According to the IDC, 1.2 zettabytes (1 billion terabytes) of digital information was created worldwide in 2010. This data is expected to grow to 35 zettabytes by 2020, which means that the amount of data worldwide doubles every 30 months.
“However, it is not only the sheer volume of data that presents a challenge,” says Paine. “It is also the complexity of the data mix – structured, semi-structured and unstructured text, as well as images, voice and video. These exist in a variety of different formats – both inside and beyond the organisation and may be customer, machine or sensor-generated.”
“Organisations that create a unified data architecture across the entire business are best placed to control, exploit and gain value from large data sets. Often much of the data is conflicting or spurious and data exploration tools are needed to find the ‘needle of truth’ that delivers real business insights.”
According to Paine, over the past decade, there’s been a shift in data warehousing from historical transaction data to operational data. Next came analysis of customer behaviour data from sources such as web-page tracking and, more recently, the inclusion of unstructured data captured from social media.
“Data warehousing has geared up to cope with large volumes of data,” he says. “Analytical in-memory database software with massively parallel processing technology, such as Kognitio WX2, enables complex analytics on terabytes of data almost instantaneously. The horizontal scaling of data warehouses and storage tiering can also assist organisations to manage their data more effectively and at lower cost.
“Data warehouses are starting to address the complex relationships that exist in big data sets, for example the relationship of individuals in a social network and how they interact with each other and with different brands.”
“But it’s not just about big data. In the first instance, the enterprise data warehouse needs to be designed to support business processes. Then, with the correct technology, it will be able to cope with large, complex data volumes. Big data will flow correctly into the warehouse. To achieve this, it’s important to use newer, scalable database solutions such as Kognitio WX2 or Microsoft SQL MPP.”
Paine believes that the next few years will see the development of new analytical skills to enhance understanding of relationships between data. “We’re getting better at bringing data together, but we don’t fully understand relationships that are not apparent on the surface of a large pool of data from multiple sources.
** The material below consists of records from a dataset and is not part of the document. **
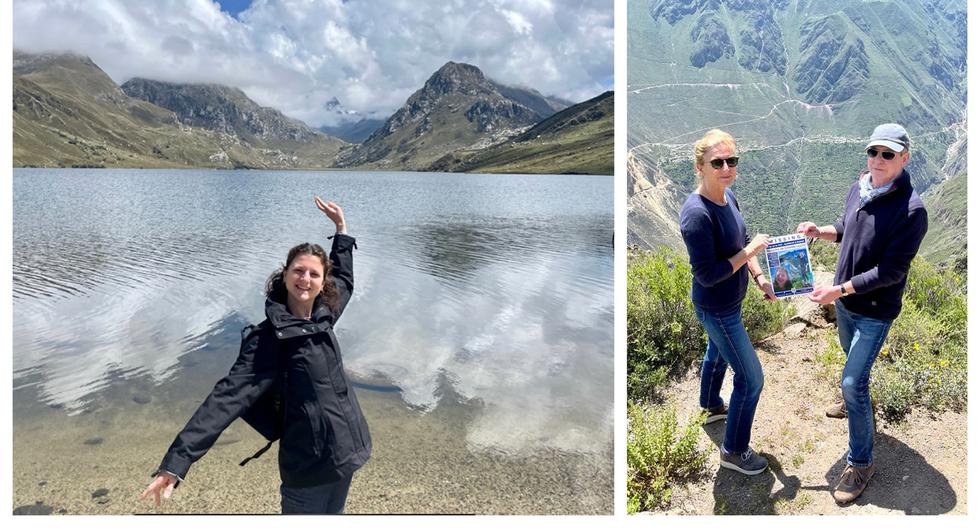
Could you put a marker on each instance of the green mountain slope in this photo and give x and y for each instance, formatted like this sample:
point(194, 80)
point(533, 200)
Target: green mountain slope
point(800, 84)
point(457, 108)
point(228, 110)
point(577, 140)
point(68, 112)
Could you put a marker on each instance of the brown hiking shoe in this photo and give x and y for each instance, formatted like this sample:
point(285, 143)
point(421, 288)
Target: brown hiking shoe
point(837, 410)
point(852, 483)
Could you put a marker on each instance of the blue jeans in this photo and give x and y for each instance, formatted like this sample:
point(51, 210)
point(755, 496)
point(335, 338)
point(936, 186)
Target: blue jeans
point(861, 338)
point(325, 498)
point(729, 345)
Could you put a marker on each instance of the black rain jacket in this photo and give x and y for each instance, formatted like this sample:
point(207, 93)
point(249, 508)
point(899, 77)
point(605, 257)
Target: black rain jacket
point(289, 384)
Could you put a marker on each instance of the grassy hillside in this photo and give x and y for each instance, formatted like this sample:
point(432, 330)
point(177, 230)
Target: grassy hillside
point(800, 85)
point(577, 140)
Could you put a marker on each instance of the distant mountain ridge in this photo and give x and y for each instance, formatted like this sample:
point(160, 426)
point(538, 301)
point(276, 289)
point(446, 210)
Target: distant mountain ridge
point(355, 132)
point(800, 85)
point(574, 140)
point(68, 112)
point(457, 107)
point(219, 108)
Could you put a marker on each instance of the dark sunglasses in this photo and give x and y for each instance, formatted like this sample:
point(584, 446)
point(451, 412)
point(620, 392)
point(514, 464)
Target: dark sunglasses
point(732, 161)
point(888, 156)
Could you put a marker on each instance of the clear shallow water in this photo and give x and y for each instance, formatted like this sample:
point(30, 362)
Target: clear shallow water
point(491, 290)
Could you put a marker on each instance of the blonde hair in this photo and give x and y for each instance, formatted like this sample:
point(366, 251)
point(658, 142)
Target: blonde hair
point(711, 138)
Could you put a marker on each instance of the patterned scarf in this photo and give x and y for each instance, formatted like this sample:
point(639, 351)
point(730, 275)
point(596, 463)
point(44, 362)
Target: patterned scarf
point(869, 192)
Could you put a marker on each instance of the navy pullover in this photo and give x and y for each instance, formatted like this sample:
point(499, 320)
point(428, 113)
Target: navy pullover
point(713, 234)
point(878, 242)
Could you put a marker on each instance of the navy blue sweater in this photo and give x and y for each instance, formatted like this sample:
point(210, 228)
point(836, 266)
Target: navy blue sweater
point(878, 242)
point(713, 234)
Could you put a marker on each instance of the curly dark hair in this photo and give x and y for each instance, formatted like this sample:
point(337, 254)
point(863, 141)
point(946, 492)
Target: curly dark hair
point(275, 285)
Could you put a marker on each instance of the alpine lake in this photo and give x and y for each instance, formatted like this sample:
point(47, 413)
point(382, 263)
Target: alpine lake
point(479, 336)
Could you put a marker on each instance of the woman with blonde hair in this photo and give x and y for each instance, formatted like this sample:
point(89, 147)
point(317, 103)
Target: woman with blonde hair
point(722, 258)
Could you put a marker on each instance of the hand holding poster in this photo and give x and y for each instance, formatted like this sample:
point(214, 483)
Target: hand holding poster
point(788, 260)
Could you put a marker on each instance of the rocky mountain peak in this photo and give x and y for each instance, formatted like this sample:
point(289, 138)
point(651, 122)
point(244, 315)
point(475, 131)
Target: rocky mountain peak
point(454, 77)
point(220, 108)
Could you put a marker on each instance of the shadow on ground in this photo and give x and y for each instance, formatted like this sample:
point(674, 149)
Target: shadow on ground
point(903, 481)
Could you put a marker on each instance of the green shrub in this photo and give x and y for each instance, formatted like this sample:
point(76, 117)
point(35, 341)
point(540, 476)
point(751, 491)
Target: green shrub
point(763, 318)
point(924, 360)
point(658, 454)
point(664, 336)
point(663, 333)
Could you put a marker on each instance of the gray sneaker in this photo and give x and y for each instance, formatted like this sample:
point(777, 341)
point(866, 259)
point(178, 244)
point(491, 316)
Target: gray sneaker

With the commoditisation of artificial intelligence and algorithms that look for patterns in the data, relational mapping will become commoditised in the data warehouse and business intelligence space.
“Organisations will start deriving value from non-text data – graphical, images, voice. An example is the software used in call centres to analyse voice tone and monitor the stress levels of the customer. If that can be picked up in real-time, it is possible to address irate calls and resolve issues.”
Paine argues that the enterprise data warehouse must expand to encompass big data analytics as part of overall information management, aligned with business objectives. “There’s no point in bringing data into the warehouse unless it can be exposed at the front end in a meaningful way through business intelligence and analytics,” he says.
“It’s vital that information technology experts empower business managers to carry out their own analysis so they can better understand their processes and their competitors. Involvement with the business community is crucial if value is to be obtained from big data.”